YARGITAY KARARI
DAİRE : 11. Ceza Dairesi
ESAS NO : 2019/8933
KARAR NO : 2023/4379
KARAR TARİHİ : 24.05.2023
MAHKEMESİ :Asliye Ceza Mahkemesi
SUÇ : Resmi belgede sahtecilik
HÜKÜM : Mahkûmiyet
Sanık hakkında kurulan hükmün; karar tarihi itibarıyla 6723 sayılı Kanun’un 33 üncü maddesiyle değişik 5320 sayılı Kanun’un 8 … maddesi gereği yürürlükte bulunan 1412 sayılı Ceza Muhakemeleri Usulü Kanunu’nun (1412 sayılı Kanun) 305 … maddesi gereği temyiz edilebilir olduğu, karar tarihinde yürürlükte bulunan 5271 sayılı Ceza Muhakemesi Kanunu’nun (5271 sayılı Kanun) 260 ıncı maddesinin birinci fıkrası gereği temyiz edenin hükmü temyize hak ve yetkisinin bulunduğu, 1412 sayılı Kanun’un 310 uncu maddesi gereği temyiz isteğinin süresinde olduğu, aynı Kanun’un 317 nci maddesi gereği temyiz isteğinin reddini gerektirir bir durumun bulunmadığı yapılan ön inceleme neticesinde tespit edilmekle, gereği düşünüldü:
I. HUKUKÎ SÜREÇ
Dinar Asliye Ceza Mahkemesinin, 11.06.2015 tarihli ve 2014/569 Esas, 2015/324 Karar sayılı kararı ile sanık hakkında resmi belgede sahtecilik suçundan, 5237 sayılı … Ceza Kanunu’nun (5237 sayılı Kanun) 204 üncü maddesinin birinci fıkrası, 62 nci maddesinin birinci fıkrası ve 53 üncü maddesinin birinci fıkrası uyarınca 1 yıl 8 ay hapis cezasına mahkûmiyet ve hak yoksunluklarına, karar verilmiştir.
II. TEMYİZ SEBEPLERİ
Sanığın temyiz isteği, atılı suçu işlemediğine ilişkindir.
III. OLAY VE OLGULAR
1. Olay tarihinde hakkında ek kovuşturmaya yer olmadığına karar verilen … … …’ın yaklaşık 1 ay önce sanık …’dan haricen satın aldığı … plakalı otomobili muayene için 03.09.2014 tarihinde Dinar TÜVTÜRK istasyonuna götürdüğünde Fiat Maria LX marka aracın 21.04.2010 tarihinde karayollarından yapılan muayenesinin sahte olduğunun tespit edildiği, kriminal rapor ile de motorlu araç trafik belgesinin ikinci sırasındaki araç muayenesi hanesinde basılı bulunan mühür izi ile yapışık bulunan holgramın orijinal mühür izi ve hologram özelliklerini taşımadıklarının ve araç muayene işleminin sahteliğinin aldatıcı niteliğinin bulunduğu görüşünün bildirildiği, bu tarihte aracın malik ve zilyedinin sanık … olduğu, araca kayden ve fiilen sahip olan şahıs dışında birinin araç muayene işlemi yaptırması ve bu işlemden sorumlu olmasının hayatın olağan akışına aykırı olduğu iddiasıyla sanık hakkında resmi belgede sahtecilik suçundan dava açılmıştır.
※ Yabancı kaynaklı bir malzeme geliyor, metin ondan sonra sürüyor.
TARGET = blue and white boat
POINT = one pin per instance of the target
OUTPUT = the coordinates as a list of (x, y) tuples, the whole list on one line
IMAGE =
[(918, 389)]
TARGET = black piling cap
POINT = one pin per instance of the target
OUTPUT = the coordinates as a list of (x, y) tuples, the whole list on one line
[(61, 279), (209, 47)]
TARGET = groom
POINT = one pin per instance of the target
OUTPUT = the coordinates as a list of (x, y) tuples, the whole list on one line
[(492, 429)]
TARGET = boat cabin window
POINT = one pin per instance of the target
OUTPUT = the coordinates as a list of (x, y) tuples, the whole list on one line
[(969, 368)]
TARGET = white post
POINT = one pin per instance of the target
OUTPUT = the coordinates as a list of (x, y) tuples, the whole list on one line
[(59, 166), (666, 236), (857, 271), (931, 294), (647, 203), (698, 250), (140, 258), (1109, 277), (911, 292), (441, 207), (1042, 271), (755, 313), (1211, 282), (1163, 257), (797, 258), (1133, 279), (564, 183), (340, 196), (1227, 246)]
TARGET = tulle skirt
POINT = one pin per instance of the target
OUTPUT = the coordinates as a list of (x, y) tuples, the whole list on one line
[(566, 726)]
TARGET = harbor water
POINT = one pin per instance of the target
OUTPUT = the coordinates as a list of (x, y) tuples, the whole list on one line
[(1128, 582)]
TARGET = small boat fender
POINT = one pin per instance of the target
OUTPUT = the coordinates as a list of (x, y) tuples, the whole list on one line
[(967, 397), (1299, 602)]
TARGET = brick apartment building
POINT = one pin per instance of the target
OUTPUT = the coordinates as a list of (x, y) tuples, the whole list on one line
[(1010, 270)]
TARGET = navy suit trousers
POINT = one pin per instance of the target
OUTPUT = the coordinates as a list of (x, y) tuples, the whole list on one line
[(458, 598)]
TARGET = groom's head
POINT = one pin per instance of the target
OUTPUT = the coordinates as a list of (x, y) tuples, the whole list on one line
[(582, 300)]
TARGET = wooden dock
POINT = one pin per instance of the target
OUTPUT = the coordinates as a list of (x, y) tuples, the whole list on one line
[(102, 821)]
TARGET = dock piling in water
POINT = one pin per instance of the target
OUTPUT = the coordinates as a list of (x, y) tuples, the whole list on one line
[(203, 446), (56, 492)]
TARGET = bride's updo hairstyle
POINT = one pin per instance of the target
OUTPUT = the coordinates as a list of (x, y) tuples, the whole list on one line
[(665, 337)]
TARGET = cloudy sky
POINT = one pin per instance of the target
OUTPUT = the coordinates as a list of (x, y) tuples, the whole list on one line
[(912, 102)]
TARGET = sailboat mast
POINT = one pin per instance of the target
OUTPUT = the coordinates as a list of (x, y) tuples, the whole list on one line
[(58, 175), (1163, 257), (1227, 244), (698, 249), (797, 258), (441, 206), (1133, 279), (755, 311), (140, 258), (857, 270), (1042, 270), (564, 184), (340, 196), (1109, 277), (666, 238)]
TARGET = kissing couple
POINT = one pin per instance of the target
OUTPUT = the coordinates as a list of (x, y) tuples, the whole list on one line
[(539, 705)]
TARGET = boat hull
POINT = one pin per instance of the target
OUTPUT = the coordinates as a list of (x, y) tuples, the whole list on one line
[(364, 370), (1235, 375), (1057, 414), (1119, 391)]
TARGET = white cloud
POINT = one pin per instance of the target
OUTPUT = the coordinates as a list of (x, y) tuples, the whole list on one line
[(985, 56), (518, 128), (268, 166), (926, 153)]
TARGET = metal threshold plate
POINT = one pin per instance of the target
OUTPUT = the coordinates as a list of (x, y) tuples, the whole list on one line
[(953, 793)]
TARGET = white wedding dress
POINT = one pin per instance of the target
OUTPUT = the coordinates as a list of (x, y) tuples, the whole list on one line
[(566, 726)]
2. Sanık, aracın 2005 yılında ölen babasından kendisine ve annesine intikal ettiğini, aracı kendisinin kullandığını, ancak yakın çevresine de ihtiyaç duyduklarında kullanmaları için verdiğini, 2005 yılından beri aracın muayenesini yaptırmadığını, sahte muayene işlemini kendisinin yapmadığını, kimin yaptığını da bilmediğini savunmuştur.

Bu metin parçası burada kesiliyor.